The vampire closed his eyes for a moment, the firelight warm against his lids.

They're afraid of me, he realized. But more than that, they don't know what I am. Not anymore. He didn't blame them. He didn't even hate them.

But he was tired. And somewhere above him was the only one who had looked at him and chosen not to kill him.

And so, he waited. For the one who saved him. The one from his memories, though even now those memories were blurred at the edges, frayed like old cloth—too delicate to grasp fully, yet too familiar to forget.

Lycaon.

But not the Lycaon they called Alpha now. No… the Lycaon he remembered was something else entirely. Something older. Not a werewolf. Not a man. But something ancient. A creature carved of magic and starlight—a being who did not belong to packs or politics or borders.

He remembered the way Lycaon had once looked at him.
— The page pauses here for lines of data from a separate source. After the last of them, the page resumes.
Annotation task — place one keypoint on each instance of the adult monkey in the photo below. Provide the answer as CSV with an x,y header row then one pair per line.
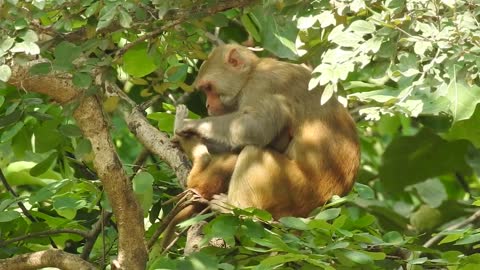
x,y
254,102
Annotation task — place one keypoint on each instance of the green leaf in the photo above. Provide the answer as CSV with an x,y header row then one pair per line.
x,y
143,188
82,79
328,214
41,69
176,73
124,18
165,120
393,237
357,257
362,27
425,218
364,191
92,9
382,96
7,216
10,118
29,36
451,237
470,239
46,138
11,132
5,73
107,14
44,165
467,129
345,38
223,227
463,98
250,26
432,192
418,261
281,259
409,160
137,62
278,33
67,205
65,53
26,47
6,44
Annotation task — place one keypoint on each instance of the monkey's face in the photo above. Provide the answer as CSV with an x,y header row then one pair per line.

Not like a rival. Not like a monster. But like something sacred. Like he mattered.

He remembered a time—couldn't say when, couldn't say where—when Lycaon's touch had healed, not harmed. When his voice had calmed storms, not commanded troops.

In that other time, that older place, Lycaon hadn't feared what he was. He'd held him. Gently. Like he might slip through his fingers if held too tight. As if the vampire had been made of sand and stardust. Too fragile for violence. Too important to break.

And the vampire—wounded, chained, and alone—found himself wondering:

Had that ever been real?Or was it just a dream the pain had left behind?